Review of graphical environments on the WWW as a means of widening public participation in social science research

4. Case studies

A total a five representative web sites have been chosen on the basis of their specific area of application, substantive focus, the methods and techniques of interaction (interface) used, and the level of public participation involved.The five chosen web sites are:

  • Psychology Survey, Psychology Department, York University, Toronto, Ontario, Canada.
  • A Review of Web-based Tools for Creating Questionnaires and Inputting and Analysing Survey Results.
  • Landscape Preferences, Land Use Science Group, Macaulay Land Use Research Institute, Aberdeen.
  • Where to Dispose of Britain's Nuclear Waste, School of Geography, University of Leeds.
  • Virtual Environments.
All five of the sites chosen include at least some participation, be it actual or planned, as a key element of their research objectives. The level and methods of participation range from the use of simple on-line questionnaires to gather survey information through to sophisticated 3D virtual worlds aimed at gathering real-time perception/response/action information (although it is noted that the latter are still experimental and may not have both a true participatory element or social science aims).
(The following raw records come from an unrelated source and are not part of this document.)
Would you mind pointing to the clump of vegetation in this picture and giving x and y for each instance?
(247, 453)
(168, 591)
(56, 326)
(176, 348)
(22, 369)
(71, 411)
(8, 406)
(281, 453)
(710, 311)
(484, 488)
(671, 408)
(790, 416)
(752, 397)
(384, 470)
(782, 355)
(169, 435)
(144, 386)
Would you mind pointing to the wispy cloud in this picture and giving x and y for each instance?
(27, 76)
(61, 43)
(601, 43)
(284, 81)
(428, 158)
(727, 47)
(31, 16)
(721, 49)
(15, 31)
Detailed examination of chosen case study sites was carried out on-line and through the review of associated site specific literature. This has been followed up by interviews and discussions with the web site managers and authors by the most appropriate means (e.g. email and telephone). This follow-up was vital to correctly identify the salient characteristics of the web site and the raison d'être behind its inception. Information of particular interest to this case study review includes:

  • the reason behind choosing a web-based approach over other more traditional methods of social science research;
  • the level and methods of graphical visualisation deemed necessary to communicate the substantive social science element of the problem/research to the client (user);
  • the level and methods of interaction, particularly that of a graphical nature, deemed necessary to engage the public in the social science objectives of the server (web site);
  • the quality and quantity of the responses gained by these methods and how these compare (or are seen to compare) to responses gained by more traditional methods of social science research; and
  • the perceived level of success and/or failure of the case study web-sites based on evidence from the above.